In their statement, the bishops said Peru’s Amazon region is “rich in ancestral cultures and biodiversity” and called it “the source of life and hope for humanity.”

They criticized the government, which “in the name of a biased concept of development . . . allows the deforestation of great expanses of primary forest” for palm oil and sugar cane plantations.

DRILLING POLLUTION

They also criticized pollution from mining and oil drilling, as well as “indiscriminate logging with no control.”

Under Peruvian law, most forests and all underground resources, such as minerals, oil and gas, are state-owned, but the government can grant private logging, mining, oil and gas concessions.

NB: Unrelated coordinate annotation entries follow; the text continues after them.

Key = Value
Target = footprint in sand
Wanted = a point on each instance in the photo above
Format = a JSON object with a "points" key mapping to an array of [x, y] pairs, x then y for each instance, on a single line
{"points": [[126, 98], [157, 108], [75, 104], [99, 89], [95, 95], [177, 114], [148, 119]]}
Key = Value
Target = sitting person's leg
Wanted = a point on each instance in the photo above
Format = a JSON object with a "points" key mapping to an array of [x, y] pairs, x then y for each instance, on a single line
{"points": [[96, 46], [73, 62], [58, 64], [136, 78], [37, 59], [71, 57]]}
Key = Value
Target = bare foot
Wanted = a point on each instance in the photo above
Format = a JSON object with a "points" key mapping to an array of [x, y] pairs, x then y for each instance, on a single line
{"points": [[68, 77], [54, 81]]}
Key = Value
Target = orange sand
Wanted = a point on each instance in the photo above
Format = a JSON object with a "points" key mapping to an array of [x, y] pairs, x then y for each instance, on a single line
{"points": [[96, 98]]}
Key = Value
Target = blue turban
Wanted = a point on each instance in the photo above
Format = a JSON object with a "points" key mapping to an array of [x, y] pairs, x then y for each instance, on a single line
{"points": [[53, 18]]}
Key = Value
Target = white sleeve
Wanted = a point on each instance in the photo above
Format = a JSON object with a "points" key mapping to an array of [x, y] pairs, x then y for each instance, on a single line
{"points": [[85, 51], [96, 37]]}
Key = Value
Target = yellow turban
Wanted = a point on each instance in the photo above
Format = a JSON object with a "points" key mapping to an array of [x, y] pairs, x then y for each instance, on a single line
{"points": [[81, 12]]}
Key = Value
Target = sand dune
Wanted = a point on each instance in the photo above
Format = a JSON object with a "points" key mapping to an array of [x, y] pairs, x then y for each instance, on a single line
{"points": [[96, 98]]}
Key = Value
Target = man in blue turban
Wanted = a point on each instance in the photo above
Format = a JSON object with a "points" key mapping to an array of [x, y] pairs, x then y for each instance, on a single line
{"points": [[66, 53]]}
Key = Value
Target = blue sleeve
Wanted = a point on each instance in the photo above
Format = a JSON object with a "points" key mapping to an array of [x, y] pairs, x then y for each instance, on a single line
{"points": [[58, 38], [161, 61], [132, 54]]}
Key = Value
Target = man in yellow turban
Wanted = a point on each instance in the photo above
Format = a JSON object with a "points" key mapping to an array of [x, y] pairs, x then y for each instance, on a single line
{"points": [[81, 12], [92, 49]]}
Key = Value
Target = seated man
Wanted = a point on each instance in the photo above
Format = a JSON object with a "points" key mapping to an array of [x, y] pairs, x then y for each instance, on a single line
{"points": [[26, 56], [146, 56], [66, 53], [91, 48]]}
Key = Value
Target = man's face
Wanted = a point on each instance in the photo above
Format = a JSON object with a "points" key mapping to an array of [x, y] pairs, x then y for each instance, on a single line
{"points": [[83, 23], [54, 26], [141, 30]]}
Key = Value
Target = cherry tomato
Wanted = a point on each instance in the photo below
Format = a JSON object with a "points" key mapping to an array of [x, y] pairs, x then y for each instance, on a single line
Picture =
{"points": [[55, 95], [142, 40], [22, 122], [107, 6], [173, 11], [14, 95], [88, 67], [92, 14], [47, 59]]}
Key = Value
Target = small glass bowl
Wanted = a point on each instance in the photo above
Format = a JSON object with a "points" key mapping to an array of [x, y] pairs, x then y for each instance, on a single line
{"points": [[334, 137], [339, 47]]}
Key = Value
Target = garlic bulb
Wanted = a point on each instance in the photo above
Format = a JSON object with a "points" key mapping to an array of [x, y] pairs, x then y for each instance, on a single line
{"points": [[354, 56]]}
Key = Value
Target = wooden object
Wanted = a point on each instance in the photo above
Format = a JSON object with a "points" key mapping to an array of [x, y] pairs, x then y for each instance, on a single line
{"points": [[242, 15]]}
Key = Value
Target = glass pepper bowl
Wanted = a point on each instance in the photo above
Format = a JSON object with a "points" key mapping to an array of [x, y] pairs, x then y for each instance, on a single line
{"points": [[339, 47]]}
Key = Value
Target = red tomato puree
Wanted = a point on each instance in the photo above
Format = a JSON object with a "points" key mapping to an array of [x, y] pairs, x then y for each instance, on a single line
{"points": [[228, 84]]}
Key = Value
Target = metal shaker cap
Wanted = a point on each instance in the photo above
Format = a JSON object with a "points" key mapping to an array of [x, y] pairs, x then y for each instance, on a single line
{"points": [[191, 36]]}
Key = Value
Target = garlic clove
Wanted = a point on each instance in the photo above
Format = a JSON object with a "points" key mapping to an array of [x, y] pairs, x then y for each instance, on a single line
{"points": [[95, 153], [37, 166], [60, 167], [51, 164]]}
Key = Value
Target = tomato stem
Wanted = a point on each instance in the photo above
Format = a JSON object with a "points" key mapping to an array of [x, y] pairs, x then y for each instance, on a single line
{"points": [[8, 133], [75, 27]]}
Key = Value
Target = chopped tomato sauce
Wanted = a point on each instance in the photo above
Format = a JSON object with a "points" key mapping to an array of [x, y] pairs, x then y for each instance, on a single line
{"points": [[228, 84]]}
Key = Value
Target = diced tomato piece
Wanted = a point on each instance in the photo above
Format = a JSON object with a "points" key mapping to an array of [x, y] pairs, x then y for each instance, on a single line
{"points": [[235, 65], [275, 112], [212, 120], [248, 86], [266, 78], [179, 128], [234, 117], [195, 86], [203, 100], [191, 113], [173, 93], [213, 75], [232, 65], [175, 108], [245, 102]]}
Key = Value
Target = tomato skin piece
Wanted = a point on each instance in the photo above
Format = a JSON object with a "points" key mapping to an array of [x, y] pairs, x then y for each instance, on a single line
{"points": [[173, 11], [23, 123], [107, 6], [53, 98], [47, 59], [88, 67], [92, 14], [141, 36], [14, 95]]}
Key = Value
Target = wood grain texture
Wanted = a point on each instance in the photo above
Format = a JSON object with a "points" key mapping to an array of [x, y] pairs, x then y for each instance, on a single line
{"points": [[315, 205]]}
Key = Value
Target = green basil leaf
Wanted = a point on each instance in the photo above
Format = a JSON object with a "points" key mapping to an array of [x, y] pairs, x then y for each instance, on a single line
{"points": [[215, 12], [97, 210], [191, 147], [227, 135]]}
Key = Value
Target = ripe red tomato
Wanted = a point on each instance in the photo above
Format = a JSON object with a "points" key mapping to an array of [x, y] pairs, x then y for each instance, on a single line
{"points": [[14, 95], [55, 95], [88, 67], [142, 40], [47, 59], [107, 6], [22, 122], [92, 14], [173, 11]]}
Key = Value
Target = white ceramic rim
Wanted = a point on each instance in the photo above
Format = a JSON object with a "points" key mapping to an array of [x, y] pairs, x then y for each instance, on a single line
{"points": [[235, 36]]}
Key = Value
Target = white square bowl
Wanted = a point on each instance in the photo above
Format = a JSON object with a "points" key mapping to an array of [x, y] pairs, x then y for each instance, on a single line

Fifteen per cent of Peru’s tropical lowlands were under concession for oil exploration in 2004, a figure that had jumped to more than 75 per cent by last year, according to Carlos Monge, a researcher at the Lima-based think tank Desco.

Many concessions overlap indigenous communities, and several include areas that the Interethnic Association for the Development of the Peruvian Amazon has asked the government to set aside to protect nomadic indigenous groups that still shun contact with the outside world.

Some of the laws the bishops are asking the government to overturn would make it easier for companies to operate on indigenous peoples’ lands.

The government’s attitude is “there are resources there, and these communities are an obstacle,” Monge told a press conference of foreign journalists. “It is the fight for the last frontier.”

Most of the controversial laws were issued in 2008 by presidential decree, instead of being debated and approved by congress. A congressional commission recommended that they be repealed because they were unconstitutional, but congress has not discussed the recommendation.

The government moved to break up the protest after demonstrators shut down pumping stations on a pipeline that carries oil from northern wells to the Pacific coast and blocked rivers leading to other oil fields.

“We cannot compromise the country’s energy security,” Environment Minister Antonio Brack told foreign journalists.

Alberto Pizango Chota, president of the interethnic association, said the indigenous people were taking “more radical measures” because “it is the only way to make the government understand” the seriousness of their demands.

Pizango said the indigenous people are fighting for civil rights that have been denied since the Spanish conquest.

Rubber tappers and loggers enslaved Amazonian indigenous people in the 19th and early 20th centuries, and the region’s communities are now threatened by deforestation, logging and pollution, he said.

SUBTLE GENOCIDE

“The government has always seen us as third-class citizens,” he said. “This is a subtle second colonization, a subtle genocide. It means death for our people.”

Peru’s Health Ministry has found high levels of several heavy metals in the blood of the Achuar people living along the Corrientes River in northern Peru. Experts say the metals, which can cause neurological problems, probably came from water pumped into streams and the river as a byproduct of oil drilling.

While the government promotes oil concessions for the country’s development, Pizango said: “In 38 years, the only development in that area is that the people are condemned to die with lead and cadmium in their blood. Their rivers and lands are polluted. We don’t want that kind of development.”